Яснослышащий
(Сказал о позывном и понял: точно, позывной, как там, на Донбассе, на той войне, чертей, героев и богов которой запомнят не по именам, а именно по позывным. Бродяга, Фрейд, Мангуст, Чих-Пых, Омлет, Гиви, Моторола… Я был там. Мой позывной – Алтай. Об этом речь ещё пойдёт.)

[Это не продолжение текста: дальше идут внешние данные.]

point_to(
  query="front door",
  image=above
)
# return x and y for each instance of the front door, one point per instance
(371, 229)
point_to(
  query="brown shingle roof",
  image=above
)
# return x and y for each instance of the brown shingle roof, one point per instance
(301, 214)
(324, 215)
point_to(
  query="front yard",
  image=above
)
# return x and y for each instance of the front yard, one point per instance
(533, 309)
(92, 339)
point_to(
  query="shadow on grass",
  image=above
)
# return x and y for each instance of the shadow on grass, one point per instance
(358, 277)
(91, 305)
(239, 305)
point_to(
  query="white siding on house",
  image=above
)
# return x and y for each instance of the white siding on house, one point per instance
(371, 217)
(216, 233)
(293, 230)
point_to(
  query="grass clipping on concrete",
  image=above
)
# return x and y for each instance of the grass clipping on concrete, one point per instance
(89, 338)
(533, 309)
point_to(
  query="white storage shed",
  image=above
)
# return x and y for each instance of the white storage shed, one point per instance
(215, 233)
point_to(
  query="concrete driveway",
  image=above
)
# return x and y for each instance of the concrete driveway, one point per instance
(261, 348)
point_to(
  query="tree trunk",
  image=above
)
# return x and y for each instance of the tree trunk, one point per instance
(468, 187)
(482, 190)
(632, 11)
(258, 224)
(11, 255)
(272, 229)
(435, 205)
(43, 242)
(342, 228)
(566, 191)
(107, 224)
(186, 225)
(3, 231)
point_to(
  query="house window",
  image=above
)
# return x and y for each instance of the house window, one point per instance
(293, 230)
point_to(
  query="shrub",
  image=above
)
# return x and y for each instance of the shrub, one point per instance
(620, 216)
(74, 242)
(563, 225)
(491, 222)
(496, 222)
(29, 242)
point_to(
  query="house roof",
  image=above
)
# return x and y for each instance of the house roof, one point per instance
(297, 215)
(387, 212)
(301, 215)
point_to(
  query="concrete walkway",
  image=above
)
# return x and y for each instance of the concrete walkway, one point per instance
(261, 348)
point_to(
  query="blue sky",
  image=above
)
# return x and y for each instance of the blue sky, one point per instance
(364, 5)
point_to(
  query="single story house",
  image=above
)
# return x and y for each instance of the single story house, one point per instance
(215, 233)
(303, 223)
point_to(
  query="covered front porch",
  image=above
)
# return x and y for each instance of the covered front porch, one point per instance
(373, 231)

Человек говорит, но, говоря, оглашает не мир сущего, а себя в нём – в мелодике слов, в обёртке речи упаковано его «я». И хотя человек всякий раз упрямо пытается внушить окружающим, будто он не просто говорит, а говорит что-то вполне определённое, едва ли не для каждой частной ситуации обстоятельство я говорю куда важнее говоримого мною. Это и есть индивидуальное оповещение, тонированный строй звуков, за которыми нет ни словаря, ни прочих признаков знакомого нам языка – значение этих звуков равно значению их в музыке, это позывной: вот я, и это именно я, а не кто-то другой, пожалуйста, не спутайте меня с иными. Тут стоит вспомнить Мусоргского – он часто был настроен на приём и внятную мелодию чужой души стремился положить на ноты. В усадьбе и окрестных деревнях он слушал говоры крестьян, делал заметки по интонированию и произношению определённых слов и до того увлёкся, что в итоге просодия стала инструментом его музыки, определяя её метрику, акцентировку и агогику. Причём не только в вокальных сочинениях, хотя по преимуществу Модест Петрович, разумеется, вокальный композитор. В «Картинках с выставки» – инструментальном цикле – есть тема «Променад», сквозная тема, в которой метр столь переменчив, будто он следует уже не принятым аналитическим конвенциям, а силлабической природе музыкально организованных звуков, воспринятых как высказывание речевое. Учитывая это, претензия Мусоргского к Вагнеру вовсе не выглядит комичной: мол, у Вагнера в музыкальных драмах декламация нерусская. Уместность подобного упрёка композитору, взыскующему истинного германства, конечно, спорна, но выпад Мусоргского обусловлен тем, что исток его вдохновения – именно музыкальность повседневной русской речи. А тут – чужой, настойчивый и – чу! – враждебный позывной.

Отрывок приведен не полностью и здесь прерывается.